Hak bir şey söyledikleri zaman yanlarında durarak destekleyelim. Fakat batıla hizmet ettiklerinde en sert şekilde muhalefet edelim. Muhasebemizi de, desteğimizi de canlarımızı elinde tutan Rabbimizin, Rasulullah SallAllahu Aleyhi ve Sellem’e öğrettiği şekliyle yapalım. Yöneticinin muhasebesi, ya hakkı söylemek ya da küffarın batıl fikirlerinden alıkoymak üzere yapılır.

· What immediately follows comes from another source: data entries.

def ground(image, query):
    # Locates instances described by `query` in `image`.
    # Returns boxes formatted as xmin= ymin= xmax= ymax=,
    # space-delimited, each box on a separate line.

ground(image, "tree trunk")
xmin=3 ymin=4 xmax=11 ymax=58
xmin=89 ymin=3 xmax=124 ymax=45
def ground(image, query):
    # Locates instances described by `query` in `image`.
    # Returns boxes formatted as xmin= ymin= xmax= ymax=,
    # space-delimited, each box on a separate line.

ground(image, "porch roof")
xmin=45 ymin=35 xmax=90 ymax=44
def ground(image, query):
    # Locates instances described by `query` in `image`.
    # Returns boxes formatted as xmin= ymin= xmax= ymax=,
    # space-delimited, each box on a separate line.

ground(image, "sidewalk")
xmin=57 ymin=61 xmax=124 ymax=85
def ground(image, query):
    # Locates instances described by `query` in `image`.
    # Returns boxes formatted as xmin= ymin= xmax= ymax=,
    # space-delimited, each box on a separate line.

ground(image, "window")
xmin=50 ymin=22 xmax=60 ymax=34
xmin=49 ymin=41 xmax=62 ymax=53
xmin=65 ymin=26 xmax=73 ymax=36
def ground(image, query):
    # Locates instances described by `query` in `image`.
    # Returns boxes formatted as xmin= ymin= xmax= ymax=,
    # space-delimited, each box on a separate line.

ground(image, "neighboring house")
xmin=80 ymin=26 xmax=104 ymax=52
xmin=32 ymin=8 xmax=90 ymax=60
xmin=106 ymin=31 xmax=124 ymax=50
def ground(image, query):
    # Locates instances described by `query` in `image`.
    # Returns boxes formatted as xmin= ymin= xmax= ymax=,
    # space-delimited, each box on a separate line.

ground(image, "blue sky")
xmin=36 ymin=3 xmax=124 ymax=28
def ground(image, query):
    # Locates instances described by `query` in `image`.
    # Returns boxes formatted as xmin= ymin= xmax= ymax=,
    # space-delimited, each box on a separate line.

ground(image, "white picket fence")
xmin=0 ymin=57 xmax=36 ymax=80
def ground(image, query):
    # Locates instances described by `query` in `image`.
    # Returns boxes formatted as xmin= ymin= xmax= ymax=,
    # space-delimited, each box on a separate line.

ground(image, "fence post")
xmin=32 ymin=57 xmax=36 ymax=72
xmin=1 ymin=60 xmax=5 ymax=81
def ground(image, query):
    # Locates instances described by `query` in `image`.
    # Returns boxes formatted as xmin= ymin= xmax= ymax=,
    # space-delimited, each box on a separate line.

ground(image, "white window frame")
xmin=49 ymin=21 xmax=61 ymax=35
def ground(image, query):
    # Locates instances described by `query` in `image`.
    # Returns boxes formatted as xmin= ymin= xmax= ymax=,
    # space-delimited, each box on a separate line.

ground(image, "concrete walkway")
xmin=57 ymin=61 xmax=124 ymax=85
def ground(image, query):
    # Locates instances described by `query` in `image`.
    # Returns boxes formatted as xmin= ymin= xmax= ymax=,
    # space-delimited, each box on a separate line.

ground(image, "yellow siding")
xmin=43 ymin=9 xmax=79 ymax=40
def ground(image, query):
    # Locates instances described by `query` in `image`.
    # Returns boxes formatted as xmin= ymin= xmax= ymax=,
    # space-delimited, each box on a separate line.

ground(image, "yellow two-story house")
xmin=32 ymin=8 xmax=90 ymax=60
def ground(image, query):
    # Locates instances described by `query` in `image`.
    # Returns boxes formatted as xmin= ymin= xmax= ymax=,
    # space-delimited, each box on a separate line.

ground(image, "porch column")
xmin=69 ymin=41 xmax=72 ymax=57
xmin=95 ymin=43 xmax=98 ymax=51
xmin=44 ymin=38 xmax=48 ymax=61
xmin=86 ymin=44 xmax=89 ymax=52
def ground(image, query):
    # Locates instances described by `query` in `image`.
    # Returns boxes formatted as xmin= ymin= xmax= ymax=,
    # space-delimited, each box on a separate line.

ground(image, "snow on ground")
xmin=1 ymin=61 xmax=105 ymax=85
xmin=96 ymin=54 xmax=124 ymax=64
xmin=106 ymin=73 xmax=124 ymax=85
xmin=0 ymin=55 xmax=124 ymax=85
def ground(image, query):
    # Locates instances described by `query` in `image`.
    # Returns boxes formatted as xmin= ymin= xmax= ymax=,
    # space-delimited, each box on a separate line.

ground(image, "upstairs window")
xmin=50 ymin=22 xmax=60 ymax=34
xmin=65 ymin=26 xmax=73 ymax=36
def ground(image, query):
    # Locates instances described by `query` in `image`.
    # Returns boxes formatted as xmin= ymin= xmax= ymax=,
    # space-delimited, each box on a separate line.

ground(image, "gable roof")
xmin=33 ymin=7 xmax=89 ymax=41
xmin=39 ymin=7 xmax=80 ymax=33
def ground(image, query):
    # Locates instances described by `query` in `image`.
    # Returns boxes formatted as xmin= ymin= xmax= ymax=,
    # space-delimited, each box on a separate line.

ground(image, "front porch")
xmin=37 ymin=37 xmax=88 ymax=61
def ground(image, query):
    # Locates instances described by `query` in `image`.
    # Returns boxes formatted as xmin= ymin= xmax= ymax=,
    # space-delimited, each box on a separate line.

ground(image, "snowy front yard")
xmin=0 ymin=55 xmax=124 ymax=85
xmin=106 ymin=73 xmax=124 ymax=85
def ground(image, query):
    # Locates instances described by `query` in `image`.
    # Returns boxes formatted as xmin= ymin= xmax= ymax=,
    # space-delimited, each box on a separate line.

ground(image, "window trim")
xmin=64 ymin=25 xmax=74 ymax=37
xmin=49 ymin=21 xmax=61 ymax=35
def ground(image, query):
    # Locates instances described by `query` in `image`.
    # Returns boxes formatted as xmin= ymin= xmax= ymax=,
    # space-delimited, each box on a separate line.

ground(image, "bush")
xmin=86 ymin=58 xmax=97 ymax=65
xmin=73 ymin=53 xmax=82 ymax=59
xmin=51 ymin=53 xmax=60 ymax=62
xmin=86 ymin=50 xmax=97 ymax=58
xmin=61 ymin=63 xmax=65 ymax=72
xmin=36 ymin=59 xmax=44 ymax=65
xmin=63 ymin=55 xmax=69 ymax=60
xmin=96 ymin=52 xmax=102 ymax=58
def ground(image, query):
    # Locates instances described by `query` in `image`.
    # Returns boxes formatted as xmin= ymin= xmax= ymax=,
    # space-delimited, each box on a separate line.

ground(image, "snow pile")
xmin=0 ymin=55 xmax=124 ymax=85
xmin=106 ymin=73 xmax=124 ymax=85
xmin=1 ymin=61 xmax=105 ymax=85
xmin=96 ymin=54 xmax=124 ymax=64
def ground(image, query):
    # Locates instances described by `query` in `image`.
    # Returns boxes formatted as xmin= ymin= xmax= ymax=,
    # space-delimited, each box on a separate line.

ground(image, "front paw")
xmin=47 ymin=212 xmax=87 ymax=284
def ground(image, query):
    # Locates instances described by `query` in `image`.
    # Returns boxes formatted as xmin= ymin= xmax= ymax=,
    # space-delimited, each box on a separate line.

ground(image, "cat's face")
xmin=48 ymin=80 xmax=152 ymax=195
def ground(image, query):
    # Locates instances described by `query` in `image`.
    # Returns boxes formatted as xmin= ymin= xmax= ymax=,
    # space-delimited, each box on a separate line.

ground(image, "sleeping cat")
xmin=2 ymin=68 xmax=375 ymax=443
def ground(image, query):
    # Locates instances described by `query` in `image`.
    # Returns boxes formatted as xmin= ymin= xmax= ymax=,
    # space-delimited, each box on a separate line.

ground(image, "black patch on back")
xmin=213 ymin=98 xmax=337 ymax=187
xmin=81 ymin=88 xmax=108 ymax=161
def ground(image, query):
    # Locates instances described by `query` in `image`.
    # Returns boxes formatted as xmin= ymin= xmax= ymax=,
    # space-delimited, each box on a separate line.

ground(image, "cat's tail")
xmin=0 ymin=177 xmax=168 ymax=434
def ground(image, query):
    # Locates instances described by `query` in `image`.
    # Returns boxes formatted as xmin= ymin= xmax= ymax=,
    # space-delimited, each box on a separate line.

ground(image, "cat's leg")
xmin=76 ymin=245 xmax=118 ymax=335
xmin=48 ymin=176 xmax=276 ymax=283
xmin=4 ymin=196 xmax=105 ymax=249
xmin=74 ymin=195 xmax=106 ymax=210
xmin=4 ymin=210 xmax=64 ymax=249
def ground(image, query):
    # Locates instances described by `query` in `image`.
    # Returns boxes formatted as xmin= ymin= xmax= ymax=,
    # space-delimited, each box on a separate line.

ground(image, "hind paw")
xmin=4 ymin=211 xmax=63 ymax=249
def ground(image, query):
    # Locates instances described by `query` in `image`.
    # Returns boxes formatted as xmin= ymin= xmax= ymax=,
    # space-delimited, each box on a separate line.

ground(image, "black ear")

Onun için, hiçbir zaman kendine yapılan zulmün etkisinde kalmadan, mevcut bozuk vakıadan etkilenmeden-şaşırmadan, gaflete düşmeden metodundan ve hedefinden zerre kadar ödün vermeden yolumuza devam etmeliyiz. Varlığımızı ortadan kaldırmak için sömürgeci kâfir devletler ile ortak olan zalim, fasık ve hainleri hiçbir zaman hasım-düşman olarak kabul etmemeliyiz. Onları, Allah ve Rasulü'nün emirleri doğrultusunda hak ettikleri şekilde muhasebe ederek ve fasit amellerini ortaya çıkarmayı şiar edinerek, ümmetle birlikte hak sözü korkmadan söylemeyi, salih amel edinmeliyiz. Tek düşman olarak da sömürgeci kâfir devletleri düşman edinelim ki ümmetin arasında çıkabilecek fitneleri en üst seviyede izale edebilelim.
وَلاَتَتَّبِعُواْخُطُوَاتِالشَّيْطَانِإِنَّهُلَكُمْعَدُوٌّمُّبِينٌ
“... Şeytanın peşine düşmeyin; zira şeytan sizin açık bir düşmanınızdır.”[1]